The journey up the Madeira River had no great interest. By seven o'clock in the evening we arrived at the mouth of the Canuma River—or rather at a channel connecting the Madeira River with the river Canuma, which river actually has its proper mouth about half-way between Itaquatiara and Santarem, at a place called Parintins. By way of the connecting channel the two rivers were only a short distance apart, but that channel was not always navigable. The steam launch, which drew little water, would have difficulty in going through, even at that time, when the water was fairly high.
On the Andes.
A Street of Tarma.
We therefore thought we would stay for the night at the mouth of the channel, and start on our journey by that difficult passage in broad daylight the next day. There was a house on the right-hand side of the mouth of the channel. While we made preparations to make ourselves comfortable for the night on the launch, the pilot went up to the house in order to get an expert at that place to take us through the dangerous channel.

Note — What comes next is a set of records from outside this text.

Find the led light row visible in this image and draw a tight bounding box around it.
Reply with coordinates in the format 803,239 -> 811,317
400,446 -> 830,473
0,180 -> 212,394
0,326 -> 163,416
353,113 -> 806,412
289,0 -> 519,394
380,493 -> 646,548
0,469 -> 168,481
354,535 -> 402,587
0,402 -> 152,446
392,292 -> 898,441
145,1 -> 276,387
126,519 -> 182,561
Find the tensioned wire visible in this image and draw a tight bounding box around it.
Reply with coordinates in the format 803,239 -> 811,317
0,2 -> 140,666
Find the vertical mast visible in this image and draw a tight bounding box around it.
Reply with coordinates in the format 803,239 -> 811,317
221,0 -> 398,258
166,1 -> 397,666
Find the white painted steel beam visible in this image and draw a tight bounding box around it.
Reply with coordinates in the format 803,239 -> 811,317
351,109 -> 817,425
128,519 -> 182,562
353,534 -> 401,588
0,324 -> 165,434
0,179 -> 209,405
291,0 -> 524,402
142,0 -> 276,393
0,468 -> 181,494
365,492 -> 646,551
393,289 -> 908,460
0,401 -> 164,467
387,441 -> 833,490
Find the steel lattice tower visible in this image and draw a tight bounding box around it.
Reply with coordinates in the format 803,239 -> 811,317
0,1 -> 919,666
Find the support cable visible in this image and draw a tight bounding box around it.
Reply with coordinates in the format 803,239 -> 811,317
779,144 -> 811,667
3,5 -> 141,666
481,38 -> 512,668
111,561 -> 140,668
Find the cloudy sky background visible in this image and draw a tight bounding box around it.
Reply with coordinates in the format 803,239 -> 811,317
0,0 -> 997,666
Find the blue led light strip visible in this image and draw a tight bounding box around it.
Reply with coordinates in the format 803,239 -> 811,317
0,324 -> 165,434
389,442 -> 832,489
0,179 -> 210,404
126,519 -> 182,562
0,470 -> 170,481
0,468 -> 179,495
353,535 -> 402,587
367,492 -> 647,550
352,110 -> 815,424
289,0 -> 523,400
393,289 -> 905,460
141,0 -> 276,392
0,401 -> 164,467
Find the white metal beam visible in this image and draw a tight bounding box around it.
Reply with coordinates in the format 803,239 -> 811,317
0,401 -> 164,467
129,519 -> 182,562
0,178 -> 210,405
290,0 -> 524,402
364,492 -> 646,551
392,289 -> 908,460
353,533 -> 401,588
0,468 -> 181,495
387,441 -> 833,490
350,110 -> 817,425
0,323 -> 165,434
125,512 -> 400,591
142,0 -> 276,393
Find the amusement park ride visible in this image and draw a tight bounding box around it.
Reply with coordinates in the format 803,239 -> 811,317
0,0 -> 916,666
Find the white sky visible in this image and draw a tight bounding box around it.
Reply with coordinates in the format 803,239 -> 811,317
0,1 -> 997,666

I was just in the middle of my dinner when the pilot sent down a message for me to go up to the house at once, as my presence was required immediately. I struggled up the steep incline, not knowing what was up. Much to my amazement, on reaching the house, I saw before me my man Filippe the negro, who rushed at me and embraced me tenderly, and the other man I had left with him in charge of the baggage. The two men had been picked up by a boat two days up the river Canuma, where I had left them with my baggage, and they had come down expecting to meet me in Manaos. They had got stranded at that place, and although they had hailed one or two steamers which had gone down the river, no one had paid any attention to them, and there they had remained.
"Have you saved the photographs and the baggage, Filippe?" I immediately asked, when I had made certain that both men were in good condition.